China and Mexico are the largest consumers of horse meat, which she described as "very dark red, a combination between beef and elk."
She cited the National Agricultural Statistic Service that puts China at the top of the list of horse meat for human consumption.
Keynote speaker Charlie Stenholm, a former Texas congressman, advised attendees at the summit that they need to be diplomatic in their push to lift the ban on funding horse carcass inspectors at meat processing plants because "it's not easy being a spokesperson for the horse slaughter industry. It's not a pleasant subject."
Nevertheless, Stenholm said, "those who want to make horses pets instead of livestock, be careful. You might get what you ask for.

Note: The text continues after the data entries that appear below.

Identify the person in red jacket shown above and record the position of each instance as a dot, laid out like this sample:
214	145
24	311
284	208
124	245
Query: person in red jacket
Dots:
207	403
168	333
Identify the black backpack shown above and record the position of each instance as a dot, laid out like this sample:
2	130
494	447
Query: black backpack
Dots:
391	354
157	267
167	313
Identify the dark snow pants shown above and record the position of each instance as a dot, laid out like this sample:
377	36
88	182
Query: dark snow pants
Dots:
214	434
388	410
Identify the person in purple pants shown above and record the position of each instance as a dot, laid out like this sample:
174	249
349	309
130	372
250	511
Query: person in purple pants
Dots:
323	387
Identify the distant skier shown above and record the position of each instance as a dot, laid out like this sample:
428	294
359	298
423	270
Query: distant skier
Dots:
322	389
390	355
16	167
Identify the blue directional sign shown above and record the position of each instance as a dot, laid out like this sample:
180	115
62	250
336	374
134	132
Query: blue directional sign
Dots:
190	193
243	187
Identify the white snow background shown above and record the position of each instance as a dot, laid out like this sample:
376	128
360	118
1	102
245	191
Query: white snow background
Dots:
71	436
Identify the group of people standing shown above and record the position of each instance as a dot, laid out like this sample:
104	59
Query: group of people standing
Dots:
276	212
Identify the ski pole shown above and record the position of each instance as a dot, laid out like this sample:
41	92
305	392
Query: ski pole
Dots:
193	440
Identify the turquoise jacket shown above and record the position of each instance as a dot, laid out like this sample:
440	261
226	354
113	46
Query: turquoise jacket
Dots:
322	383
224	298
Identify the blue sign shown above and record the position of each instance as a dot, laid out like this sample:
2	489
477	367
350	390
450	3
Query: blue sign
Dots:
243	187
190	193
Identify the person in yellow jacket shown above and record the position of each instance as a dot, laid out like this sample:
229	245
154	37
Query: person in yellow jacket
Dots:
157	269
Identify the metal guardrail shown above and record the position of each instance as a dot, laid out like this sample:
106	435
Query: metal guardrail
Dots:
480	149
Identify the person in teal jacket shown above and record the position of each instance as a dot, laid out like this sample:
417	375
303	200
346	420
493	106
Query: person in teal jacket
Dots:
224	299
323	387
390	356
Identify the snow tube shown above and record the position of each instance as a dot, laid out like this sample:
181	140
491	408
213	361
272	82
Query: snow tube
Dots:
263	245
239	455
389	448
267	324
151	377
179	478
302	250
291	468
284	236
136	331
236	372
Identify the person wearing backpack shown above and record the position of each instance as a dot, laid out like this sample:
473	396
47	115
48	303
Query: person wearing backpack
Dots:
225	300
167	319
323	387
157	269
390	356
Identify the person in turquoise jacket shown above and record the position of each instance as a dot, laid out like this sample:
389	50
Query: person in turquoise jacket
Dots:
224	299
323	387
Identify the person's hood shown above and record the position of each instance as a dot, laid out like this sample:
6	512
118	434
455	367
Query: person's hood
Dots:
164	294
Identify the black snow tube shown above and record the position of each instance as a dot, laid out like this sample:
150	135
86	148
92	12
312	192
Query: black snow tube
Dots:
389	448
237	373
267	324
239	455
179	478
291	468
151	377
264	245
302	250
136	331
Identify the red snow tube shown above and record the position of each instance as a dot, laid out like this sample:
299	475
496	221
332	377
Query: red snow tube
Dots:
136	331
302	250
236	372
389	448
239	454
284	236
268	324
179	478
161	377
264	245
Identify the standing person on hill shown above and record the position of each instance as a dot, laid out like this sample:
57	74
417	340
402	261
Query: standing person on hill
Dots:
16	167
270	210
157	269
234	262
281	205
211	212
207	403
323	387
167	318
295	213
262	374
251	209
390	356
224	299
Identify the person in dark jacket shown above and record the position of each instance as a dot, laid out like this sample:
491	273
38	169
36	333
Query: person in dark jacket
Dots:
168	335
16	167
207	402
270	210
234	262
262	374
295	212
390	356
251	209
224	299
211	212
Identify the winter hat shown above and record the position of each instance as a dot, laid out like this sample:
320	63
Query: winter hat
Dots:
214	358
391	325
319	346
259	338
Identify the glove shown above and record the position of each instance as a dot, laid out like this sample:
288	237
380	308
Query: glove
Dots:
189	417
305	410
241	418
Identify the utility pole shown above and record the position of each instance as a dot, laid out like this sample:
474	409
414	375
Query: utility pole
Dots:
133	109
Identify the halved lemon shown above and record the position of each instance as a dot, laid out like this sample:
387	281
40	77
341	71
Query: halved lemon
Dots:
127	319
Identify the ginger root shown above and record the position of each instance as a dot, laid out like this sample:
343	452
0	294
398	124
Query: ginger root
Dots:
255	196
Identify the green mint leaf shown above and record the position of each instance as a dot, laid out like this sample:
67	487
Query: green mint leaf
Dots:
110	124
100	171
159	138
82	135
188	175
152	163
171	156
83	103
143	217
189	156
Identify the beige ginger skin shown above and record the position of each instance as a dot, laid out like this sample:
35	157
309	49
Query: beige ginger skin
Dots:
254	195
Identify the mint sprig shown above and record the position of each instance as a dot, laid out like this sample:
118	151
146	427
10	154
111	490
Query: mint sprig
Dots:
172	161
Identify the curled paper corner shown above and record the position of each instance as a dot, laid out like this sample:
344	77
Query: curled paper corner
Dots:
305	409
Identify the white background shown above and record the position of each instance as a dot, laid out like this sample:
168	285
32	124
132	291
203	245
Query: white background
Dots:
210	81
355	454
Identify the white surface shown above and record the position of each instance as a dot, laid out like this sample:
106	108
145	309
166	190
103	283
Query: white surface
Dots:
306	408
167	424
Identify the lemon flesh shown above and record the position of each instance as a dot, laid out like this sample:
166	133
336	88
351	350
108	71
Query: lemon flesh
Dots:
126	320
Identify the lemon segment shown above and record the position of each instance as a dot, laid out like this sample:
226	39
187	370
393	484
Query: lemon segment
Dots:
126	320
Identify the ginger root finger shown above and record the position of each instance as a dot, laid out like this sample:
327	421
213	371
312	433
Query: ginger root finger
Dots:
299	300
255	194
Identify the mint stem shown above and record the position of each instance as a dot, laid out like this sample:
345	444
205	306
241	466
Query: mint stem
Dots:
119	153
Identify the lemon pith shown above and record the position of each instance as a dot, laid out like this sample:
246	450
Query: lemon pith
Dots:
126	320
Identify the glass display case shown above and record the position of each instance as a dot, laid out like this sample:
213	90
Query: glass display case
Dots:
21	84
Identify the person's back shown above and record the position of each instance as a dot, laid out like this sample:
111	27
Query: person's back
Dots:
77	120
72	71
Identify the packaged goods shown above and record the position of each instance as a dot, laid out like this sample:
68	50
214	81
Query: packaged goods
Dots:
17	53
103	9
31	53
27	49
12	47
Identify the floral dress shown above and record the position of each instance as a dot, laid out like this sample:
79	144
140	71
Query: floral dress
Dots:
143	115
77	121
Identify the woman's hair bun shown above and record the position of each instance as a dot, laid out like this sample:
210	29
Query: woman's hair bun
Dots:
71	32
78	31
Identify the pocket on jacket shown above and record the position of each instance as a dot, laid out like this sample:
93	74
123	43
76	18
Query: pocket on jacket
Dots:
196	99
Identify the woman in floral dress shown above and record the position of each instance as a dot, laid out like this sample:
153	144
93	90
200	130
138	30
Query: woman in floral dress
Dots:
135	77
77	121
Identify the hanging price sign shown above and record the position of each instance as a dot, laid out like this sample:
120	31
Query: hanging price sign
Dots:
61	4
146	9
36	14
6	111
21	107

Pets are not tax deductible."
The preamble to any bill to lift the horse slaughterhouse ban should include words such as it "gives horses the best chance of living a humane life from birth to death."
Before one session Tuesday, Bennie "BlueThunder" LeBeau, an "earth healer" of the Eastern Shoshone Nation, pounded a drum and sang a prayer to offer respect for every living thing to exist in harmony with nature's laws.
On that panel, Katherine Minthorn Good Luck of the Pendleton, Ore., Intertribal Agriculture Agency described how horses that have been released on tribal lands are ruining the ranges for all wildlife.
"The problem we have on reservations is nationwide, not just in the Northwest," she said.
She linked the problem to rising hay prices, which results in the public abandoning horses on reservation lands.
The Yakama Nation in Washington has more than 12,000 horses in a confined area. "The problems they're encountering is devastation of the land," she said.
In a telephone interview, Ginger Kathrens, volunteer executive director of the Cloud Foundation, a Colorado-based nonprofit group dedicated to the preservation of wild horses and burros on public lands, said claims made at the forum were "insanely blown out of proportion."
"You would think there are millions of wild horses roaming the West," she said. "It's pathetic how small the herds are, how underpopulated they are."
By comparison, Kathrens said, there are on average 7,700 cattle on 1.3 million acres in Nevada's Antelope Valley where the BLM allows only 407 wild horses on that range.
"That's the statistic that's common to all their management. The pie is so slender for wild horses," she said.